C’est que la ligne ferroviaire qu’il exploite est la colonne vertébrale d’un projet géant d’infrastructure régionale, le corridor de Lobito, souvent présenté comme la réponse des Américains et Européens à la Chine dans la course aux minerais critiques et à l’influence en Afrique.
Et le Lobito Atlantic Railway (LAR), fruit d’un consortium regroupant le géant du négoce des matières premières Trafigura (49,5%), l’entreprise de construction portugaise Mota-Engil (49,5%) et l’opérateur ferroviaire belge privé Vecturis (1%), s’est financé grâce à un prêt de plus de 500 millions contractés auprès de l’agence gouvernementale américaine DFC.
« En effet, mais c’est bien un prêt, sur lequel nous payons des intérêts », poursuit Nicholas Fournier lors d’un entretien exclusif accordé à l’AFP à Lobito, dans les bureaux de la société installés au sein du terminal minéralier dont le LAR est aussi concessionnaire.
« Et puis, 70% des mines en RDC sont Chinoises » et certaines utilisent déjà la ligne pour convoyer du cuivre et se faire livrer du souffre, nécessaire à la transformation du cuivre.

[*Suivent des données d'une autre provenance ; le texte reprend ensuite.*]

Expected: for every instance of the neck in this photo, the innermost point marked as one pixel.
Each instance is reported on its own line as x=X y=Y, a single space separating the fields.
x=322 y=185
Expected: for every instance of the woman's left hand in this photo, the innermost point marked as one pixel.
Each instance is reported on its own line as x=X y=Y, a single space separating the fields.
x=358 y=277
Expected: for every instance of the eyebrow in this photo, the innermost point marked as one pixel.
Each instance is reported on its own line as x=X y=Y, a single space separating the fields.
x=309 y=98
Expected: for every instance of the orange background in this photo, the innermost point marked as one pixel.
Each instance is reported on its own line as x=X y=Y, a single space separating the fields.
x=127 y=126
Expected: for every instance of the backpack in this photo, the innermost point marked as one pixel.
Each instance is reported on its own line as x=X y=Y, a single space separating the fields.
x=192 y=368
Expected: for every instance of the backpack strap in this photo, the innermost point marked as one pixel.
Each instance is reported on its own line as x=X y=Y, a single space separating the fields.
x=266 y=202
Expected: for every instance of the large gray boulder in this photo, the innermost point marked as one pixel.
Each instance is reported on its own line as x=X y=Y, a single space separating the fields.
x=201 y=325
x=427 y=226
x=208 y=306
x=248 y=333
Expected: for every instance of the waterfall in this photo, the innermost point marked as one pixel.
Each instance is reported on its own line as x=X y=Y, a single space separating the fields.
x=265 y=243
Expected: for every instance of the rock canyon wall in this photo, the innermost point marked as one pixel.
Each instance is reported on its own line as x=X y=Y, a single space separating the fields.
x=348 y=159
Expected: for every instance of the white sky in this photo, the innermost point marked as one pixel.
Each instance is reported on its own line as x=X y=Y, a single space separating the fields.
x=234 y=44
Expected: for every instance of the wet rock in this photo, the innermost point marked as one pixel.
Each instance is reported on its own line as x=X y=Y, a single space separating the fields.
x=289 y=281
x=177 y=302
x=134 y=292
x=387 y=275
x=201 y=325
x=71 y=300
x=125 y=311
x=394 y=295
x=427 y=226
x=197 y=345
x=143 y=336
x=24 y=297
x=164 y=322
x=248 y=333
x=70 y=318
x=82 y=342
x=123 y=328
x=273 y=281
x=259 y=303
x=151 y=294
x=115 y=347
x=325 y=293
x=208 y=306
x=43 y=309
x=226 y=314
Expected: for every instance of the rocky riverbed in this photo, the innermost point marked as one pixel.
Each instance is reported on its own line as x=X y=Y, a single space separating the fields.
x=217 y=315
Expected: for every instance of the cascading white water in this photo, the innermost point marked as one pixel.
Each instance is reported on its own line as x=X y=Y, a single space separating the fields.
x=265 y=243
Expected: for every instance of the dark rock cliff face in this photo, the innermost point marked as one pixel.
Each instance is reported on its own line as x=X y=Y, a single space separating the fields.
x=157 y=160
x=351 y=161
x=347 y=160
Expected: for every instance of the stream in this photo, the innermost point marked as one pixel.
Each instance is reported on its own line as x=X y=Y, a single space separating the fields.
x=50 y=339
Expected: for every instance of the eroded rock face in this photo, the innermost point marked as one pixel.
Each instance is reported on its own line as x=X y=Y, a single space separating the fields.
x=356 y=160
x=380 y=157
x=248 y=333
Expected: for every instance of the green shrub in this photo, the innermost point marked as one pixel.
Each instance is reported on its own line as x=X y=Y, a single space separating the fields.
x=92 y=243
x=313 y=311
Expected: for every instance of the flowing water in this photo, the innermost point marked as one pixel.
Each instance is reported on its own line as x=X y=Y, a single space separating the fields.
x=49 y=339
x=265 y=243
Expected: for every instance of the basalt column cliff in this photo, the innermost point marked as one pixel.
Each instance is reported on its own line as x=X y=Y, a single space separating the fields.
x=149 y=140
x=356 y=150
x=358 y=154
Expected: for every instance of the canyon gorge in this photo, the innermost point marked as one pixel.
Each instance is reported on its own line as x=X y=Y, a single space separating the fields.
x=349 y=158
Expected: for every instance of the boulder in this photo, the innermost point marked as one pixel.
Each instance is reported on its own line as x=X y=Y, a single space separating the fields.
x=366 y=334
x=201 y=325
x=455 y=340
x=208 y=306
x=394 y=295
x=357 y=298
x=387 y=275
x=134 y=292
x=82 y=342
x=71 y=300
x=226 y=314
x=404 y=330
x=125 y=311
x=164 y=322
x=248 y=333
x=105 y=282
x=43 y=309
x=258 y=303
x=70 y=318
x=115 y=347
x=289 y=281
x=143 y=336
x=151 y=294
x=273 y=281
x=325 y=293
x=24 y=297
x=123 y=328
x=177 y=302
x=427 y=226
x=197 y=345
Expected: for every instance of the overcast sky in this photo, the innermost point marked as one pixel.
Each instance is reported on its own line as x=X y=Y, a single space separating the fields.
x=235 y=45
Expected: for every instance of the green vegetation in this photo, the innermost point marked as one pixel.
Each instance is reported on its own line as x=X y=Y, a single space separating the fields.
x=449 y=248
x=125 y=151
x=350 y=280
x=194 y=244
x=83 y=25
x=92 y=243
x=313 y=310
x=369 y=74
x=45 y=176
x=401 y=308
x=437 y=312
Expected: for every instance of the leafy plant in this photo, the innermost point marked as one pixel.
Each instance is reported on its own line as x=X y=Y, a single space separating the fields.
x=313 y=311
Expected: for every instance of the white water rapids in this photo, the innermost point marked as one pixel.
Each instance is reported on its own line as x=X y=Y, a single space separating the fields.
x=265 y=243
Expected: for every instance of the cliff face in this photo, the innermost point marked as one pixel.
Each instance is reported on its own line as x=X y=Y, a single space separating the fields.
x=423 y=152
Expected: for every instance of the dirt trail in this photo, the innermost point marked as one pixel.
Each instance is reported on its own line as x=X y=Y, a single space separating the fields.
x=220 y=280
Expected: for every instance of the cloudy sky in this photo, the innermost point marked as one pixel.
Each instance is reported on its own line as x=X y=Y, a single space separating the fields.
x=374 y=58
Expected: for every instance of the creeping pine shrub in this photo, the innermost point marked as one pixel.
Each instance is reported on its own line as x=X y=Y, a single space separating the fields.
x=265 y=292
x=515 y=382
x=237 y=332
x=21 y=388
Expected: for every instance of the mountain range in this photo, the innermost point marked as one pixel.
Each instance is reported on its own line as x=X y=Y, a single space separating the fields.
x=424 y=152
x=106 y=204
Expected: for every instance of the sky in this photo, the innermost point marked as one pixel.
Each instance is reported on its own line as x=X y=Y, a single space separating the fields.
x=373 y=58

Quant aux clients en bout de chaîne, rappelle Nicholas Fournier, ils se trouvent « aux Amériques, en Europe ou en Asie ».
« Et donc, nous sommes totalement apolitiques, +agéopolitiques+, nous sommes totalement en dehors de tout ça », déclare le DG.
L’entreprise, qui a débuté ses opérations en 2023, n’en est qu’au début de sa concession de 30 ans. Elle est responsable de la ligne dont elle gère le trafic de marchandises en lien avec les mines ou l’approvisionnement de gaz et carburant pour l’intérieur de l’Angola.
– De Lobito à Lubumbashi? –
La société publique ferroviaire Caminho de Ferro de Benguela (CFB) gère de son côté le trafic passager, sachant que la voie ferrée, unique, ne se dédouble que dans les gares, seuls passages où les trains peuvent se croiser.
« En 2025, nous avons fait rouler 5.000 trains en Angola. 4.500 étaient des trains passagers et les autres étaient des trains de marchandises pour le marché domestique et pour l’international (la RDC, Ndlr) », relève le patron de LAR.
« Sur la RDC, nous sommes à présent en capacité de faire voyager un train par jour, c’est-à-dire un train de cuivre (vers Lobito) et un train de souffre » vers les mines en RDC.
Nicholas Fournier précise que si le cuivre, qui voyage sous forme de plaques (cathodes) dans des containers fermés, représente 95% de son fret en provenance de RDC, sa société a aussi déjà transporté du cobalt (conditionné dans des sacs d’une tonne) et elle pourrait transporter à peu près n’importe quels minerais, en vrac ou conditionné.
« On reçoit beaucoup de propositions pour le manganèse. Pour le lithium aussi. Mais pour le moment, nous nous concentrons sur ce qui est le plus demandé, le cuivre. »
Pour pouvoir monter en puissance sur le transport de minerais, notamment en augmentant la taille des convois de 15 à 25 wagons, puis peut-être 50, des travaux de réfection de la ligne côté congolais sont nécessaires.
Le LAR assiste la Société nationale des chemins de fer congolais (SNCC) avec de l’expertise et un système de pré-financement pour entreprendre des travaux de réhabilitation de la voie de la frontière angolaise jusqu’à Kolwezi puis jusqu’à la grande ville de Lubumbashi.
« Cela prendra du temps, mais nous sommes convaincus que d’ici deux ans, nous aurons une ligne continue de Lobito à Kolwesi. »
Quant à la partie zambienne du projet, qui nécessite une réhabilitation longue et couteuse de la voie, elle n’est pas à l’ordre du jour de LAR pour le moment.
« Nous avons été approchés pour de nombreuses discussions au sujet d’une éventuelle extension (de la ligne) jusqu’à Ndola, en Zambie, mais à l’heure actuelle, ce n’est pas vraiment dans mon champ de vision », explique Nicholas Fournier.
En attendant, le PDG est en mode gestion de crise lorsqu’il reçoit l’AFP. Des inondations meurtrières dans la province de Benguela ont également causé, 10 jours plus tôt, des « dégâts conséquents » sur la ligne, qui nécessiteront plusieurs semaines de travaux.
« Malheureusement, dans ces cas-là, il n’y a pas d’autre solution que de recourir aux camions » qui doivent parcourir 350 km avant que leur marchandise ne soit transbordée sur le train, la ligne étant praticable ensuite jusqu’à la RDC.
Les premières rotations de camions ont débuté fin avril.